Pengalaman panjang tersebut menjadikan Red Storm sebagai salah satu studio kunci Ubisoft. Mereka dikenal memiliki keahlian dalam mengembangkan game taktis berbasis militer. Kontribusi ini membantu membangun reputasi kuat bagi franchise Tom Clancy.
Namun, dalam beberapa tahun terakhir, peran studio mulai mengalami perubahan. Hal ini seiring dengan penyesuaian strategi Ubisoft terhadap kondisi industri.
Pembatalan Proyek The Division Heartland dan Splinter Cell VR
Sebelum gelombang PHK terbaru, Red Storm sudah menghadapi tantangan besar. Dua proyek mereka, yaitu The Division Heartland dan Splinter Cell VR, dibatalkan oleh Ubisoft. Pembatalan ini menjadi sinyal awal adanya perubahan strategi perusahaan.
Kedua proyek tersebut awalnya diharapkan menjadi bagian penting dalam portofolio Ubisoft. Namun, keputusan pembatalan menunjukkan adanya evaluasi ulang terhadap prioritas pengembangan. Hal ini juga berdampak langsung pada stabilitas tim di dalam studio.
Pembatalan proyek sering kali menjadi indikator restrukturisasi yang lebih luas. Dalam kasus ini, dampaknya terlihat pada pengurangan tenaga kerja yang signifikan.

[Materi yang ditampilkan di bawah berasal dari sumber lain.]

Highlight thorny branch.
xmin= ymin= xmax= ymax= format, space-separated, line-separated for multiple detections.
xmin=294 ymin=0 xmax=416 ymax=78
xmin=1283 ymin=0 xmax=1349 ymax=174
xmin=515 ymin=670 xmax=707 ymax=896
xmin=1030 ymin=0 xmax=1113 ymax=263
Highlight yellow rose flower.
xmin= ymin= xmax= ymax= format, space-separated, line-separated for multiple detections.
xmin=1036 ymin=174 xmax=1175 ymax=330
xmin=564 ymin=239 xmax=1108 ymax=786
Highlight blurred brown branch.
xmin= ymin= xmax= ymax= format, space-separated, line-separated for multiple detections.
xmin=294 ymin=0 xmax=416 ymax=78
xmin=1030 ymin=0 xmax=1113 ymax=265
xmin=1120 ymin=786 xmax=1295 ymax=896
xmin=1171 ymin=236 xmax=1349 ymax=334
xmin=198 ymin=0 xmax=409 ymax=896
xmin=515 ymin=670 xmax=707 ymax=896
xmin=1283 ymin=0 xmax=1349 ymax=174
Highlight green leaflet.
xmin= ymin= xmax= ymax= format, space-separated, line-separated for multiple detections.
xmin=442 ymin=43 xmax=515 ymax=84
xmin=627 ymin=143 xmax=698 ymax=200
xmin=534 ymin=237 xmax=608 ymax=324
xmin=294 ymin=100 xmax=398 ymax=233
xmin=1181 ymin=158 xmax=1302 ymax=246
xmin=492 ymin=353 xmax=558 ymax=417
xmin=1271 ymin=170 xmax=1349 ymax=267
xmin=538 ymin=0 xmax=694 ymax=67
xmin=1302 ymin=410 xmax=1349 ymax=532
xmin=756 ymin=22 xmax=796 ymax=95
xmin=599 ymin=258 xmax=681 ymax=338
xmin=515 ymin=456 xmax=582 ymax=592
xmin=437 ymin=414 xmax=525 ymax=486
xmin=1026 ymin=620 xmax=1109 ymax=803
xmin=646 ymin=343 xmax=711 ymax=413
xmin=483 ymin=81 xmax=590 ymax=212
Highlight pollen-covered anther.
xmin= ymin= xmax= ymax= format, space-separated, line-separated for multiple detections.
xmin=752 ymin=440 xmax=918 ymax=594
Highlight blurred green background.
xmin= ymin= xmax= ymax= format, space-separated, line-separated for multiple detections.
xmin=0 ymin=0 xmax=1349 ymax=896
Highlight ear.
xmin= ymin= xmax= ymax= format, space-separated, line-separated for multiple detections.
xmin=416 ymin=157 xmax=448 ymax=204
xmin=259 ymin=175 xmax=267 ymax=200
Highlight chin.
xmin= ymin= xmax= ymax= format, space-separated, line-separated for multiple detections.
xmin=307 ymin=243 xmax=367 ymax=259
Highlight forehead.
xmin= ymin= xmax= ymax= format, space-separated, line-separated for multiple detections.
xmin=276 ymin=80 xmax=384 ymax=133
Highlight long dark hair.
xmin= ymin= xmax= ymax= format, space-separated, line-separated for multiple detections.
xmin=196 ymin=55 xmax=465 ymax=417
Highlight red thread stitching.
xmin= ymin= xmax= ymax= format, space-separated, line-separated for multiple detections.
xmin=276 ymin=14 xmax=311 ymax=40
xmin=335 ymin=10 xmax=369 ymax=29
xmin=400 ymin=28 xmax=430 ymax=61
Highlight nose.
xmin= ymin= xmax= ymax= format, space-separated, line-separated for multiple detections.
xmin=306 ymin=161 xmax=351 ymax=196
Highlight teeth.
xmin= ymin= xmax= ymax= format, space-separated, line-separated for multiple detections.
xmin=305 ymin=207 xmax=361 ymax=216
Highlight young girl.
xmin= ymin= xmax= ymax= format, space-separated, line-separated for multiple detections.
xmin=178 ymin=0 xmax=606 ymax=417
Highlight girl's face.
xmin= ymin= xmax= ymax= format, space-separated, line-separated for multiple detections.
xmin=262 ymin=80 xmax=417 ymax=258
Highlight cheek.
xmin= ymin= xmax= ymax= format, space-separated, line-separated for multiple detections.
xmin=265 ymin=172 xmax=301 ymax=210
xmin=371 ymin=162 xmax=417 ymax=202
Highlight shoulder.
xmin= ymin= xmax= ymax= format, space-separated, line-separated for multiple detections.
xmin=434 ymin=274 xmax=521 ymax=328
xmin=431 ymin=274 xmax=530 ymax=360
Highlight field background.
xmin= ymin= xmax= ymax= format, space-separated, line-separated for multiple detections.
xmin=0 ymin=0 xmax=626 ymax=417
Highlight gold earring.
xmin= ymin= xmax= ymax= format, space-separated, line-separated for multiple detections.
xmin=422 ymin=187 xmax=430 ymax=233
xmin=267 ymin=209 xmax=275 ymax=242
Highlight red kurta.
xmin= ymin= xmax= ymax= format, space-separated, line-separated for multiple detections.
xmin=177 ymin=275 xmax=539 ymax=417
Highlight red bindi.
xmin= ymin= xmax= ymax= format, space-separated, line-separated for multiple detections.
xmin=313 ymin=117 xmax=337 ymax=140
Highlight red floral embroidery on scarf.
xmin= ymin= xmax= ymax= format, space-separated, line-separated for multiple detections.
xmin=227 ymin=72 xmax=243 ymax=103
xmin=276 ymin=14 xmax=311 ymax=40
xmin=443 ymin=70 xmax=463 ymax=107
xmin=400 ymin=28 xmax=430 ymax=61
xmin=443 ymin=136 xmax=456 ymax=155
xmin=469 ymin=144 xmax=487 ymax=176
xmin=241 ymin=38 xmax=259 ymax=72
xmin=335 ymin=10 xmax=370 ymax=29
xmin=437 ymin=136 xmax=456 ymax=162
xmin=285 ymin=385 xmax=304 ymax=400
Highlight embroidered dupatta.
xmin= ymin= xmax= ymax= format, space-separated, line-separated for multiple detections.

Restrukturisasi Ubisoft dan Tekanan Biaya Operasional Industri Game
Ubisoft menyatakan bahwa PHK dilakukan sebagai bagian dari restrukturisasi perusahaan. Tujuannya adalah menekan pengeluaran di tengah meningkatnya biaya operasional. Selain itu, perusahaan juga menghadapi melemahnya daya beli pemain.
Langkah efisiensi ini bukan pertama kali dilakukan. Pada Juni 2025, Red Storm juga sempat merumahkan 19 karyawan. Pola ini menunjukkan upaya berkelanjutan untuk menyesuaikan struktur biaya perusahaan.
Industri game saat ini menghadapi tantangan yang kompleks. Biaya pengembangan meningkat, sementara pasar menjadi lebih kompetitif. Kondisi ini memaksa banyak perusahaan untuk melakukan penyesuaian strategi.
“Baca Juga: Clair Obscur Expedition 33 Tak Punya True Ending”
Perubahan Peran Red Storm dan Ketidakpastian Masa Depan Studio
Selain PHK, Red Storm juga mengalami perubahan peran yang signifikan. Studio tersebut tidak lagi fokus sebagai pengembang game utama. Kini, mereka dialihkan untuk mendukung pengembangan engine Snowdrop.
Selain itu, Red Storm juga menangani layanan IT dan dukungan pelanggan. Perubahan ini menunjukkan pergeseran fungsi dalam struktur Ubisoft. Studio kini lebih berperan sebagai pendukung teknologi daripada kreator utama.
Sebelumnya, Ubisoft juga melakukan PHK di kantor Toronto pada Februari 2026. Sekitar 40 karyawan terdampak dalam langkah tersebut. Saat itu, perusahaan menyebutnya sebagai fase terakhir program penghematan.
Namun, PHK terbaru ini menimbulkan pertanyaan baru. Belum jelas apakah langkah ini masih bagian dari rencana yang sama. Kondisi tersebut membuat masa depan Red Storm Entertainment berada dalam ketidakpastian.